I saw an interesting presentation by Dev Patnaik from Stanford University. One of his points was that the way we reason restricts the solutions we can come up with. In modern culture we have focused our intellectual training on deductive reasoning. We are taught concepts, we learn the laws of physics and the underlying principles of various disciplines. We then apply these principles to the situations and problems that we face in the world around us. With good models we can come up with consistently good solutions. The problem is that we are restricted. Deductive reasoning can only operate within a certain boundary. Deductive thinkers limit themselves by their models.
Dev suggests that if we want to be creative problems solvers we should employ inductive reasoning. We should bring together many things - many points of view and many observations. When we look at all of the specifics, is there a pattern that emerges? Can we induce new relationships or a new model that we had not seen before? The point of inductive reasoning is not to jump to conclusions, not to frame situations by the rules that we know but rather to suspend judgment and to look for something new.
Roger Martin in his article 'The Business of Design', http://www.rotman.utoronto.ca/pdf/rotman_mgmt_winter03.pdf, takes this concept of reasoning one step further and suggests that beyond the inductive model there is the abductive one. He sees this as the mental model that designers use. Abductive reasoning strives to come up with new ideas and explanations that might be true and then seeks to explore and test them.

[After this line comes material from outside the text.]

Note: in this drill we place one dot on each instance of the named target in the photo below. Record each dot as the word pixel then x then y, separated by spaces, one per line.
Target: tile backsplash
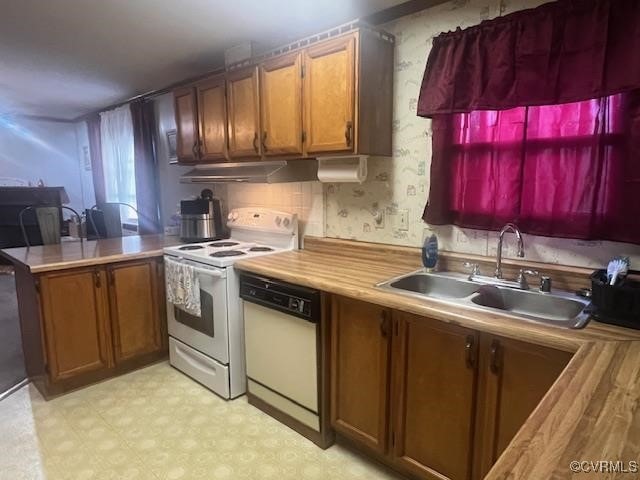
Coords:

Creative thinking requires that we NOT apply what we have learned, or at least not right away. To be creative means not applying best practices, or rules of thumb, or standard procedures. We have to be - for a period - indecisive. To reach a creative solution we must carefully consider all aspects of a situation and be prepared to see things in unfamiliar ways. If we can change the way we think, we can all unshackle our creativity - and come up with valuable new ideas!